Federated Learning of Deep Networks using Model Averaging
Venue
Preprint (2016)
Publication Year
2016
Authors
H. Brendan McMahan, Eider Moore, Daniel Ramage, Blaise Aguera y Arcas
BibTeX
Abstract
Modern mobile devices have access to a wealth of data suitable for learning models,
which in turn can greatly improve the user experience on the device. For example,
language models can improve speech recognition and text entry, and image models can
automatically select good photos. However, this rich data is often privacy
sensitive, large in quantity, or both, which may preclude logging to the
data-center and training there using conventional approaches.
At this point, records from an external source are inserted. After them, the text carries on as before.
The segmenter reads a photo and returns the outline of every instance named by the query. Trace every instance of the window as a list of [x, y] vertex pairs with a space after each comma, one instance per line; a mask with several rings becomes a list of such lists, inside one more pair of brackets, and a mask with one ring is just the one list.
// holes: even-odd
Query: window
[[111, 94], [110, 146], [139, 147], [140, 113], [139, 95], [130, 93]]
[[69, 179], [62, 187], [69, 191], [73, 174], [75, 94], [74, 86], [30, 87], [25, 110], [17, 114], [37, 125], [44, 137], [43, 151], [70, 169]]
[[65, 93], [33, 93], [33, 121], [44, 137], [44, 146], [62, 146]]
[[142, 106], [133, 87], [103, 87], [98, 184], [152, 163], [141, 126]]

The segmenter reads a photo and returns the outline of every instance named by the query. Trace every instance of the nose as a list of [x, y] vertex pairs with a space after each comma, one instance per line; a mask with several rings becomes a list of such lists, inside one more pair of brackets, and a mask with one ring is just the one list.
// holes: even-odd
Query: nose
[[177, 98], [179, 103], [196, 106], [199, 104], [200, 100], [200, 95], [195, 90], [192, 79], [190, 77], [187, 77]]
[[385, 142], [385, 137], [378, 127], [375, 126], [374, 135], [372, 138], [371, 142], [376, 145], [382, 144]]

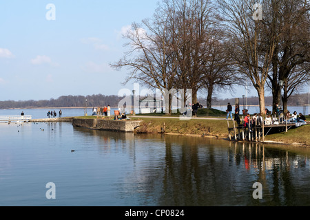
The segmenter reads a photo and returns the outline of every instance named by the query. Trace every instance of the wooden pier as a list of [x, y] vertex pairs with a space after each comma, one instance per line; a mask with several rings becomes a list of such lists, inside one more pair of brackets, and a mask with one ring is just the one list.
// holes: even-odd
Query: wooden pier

We advocate an
alternative that leaves the training data distributed on the mobile devices, and
learns a shared model by aggregating locally-computed updates. We term this
decentralized approach Federated Learning. We present a practical method for the
federated learning of deep networks that proves robust to the unbalanced and
non-IID data distributions that naturally arise. This method allows high-quality
models to be trained in relatively few rounds of communication, the principal
constraint for federated learning. The key insight is that despite the non-convex
loss functions we optimize, parameter averaging over updates from multiple clients
produces surprisingly good results, for example decreasing the communication needed
to train an LSTM language model by two orders of magnitude.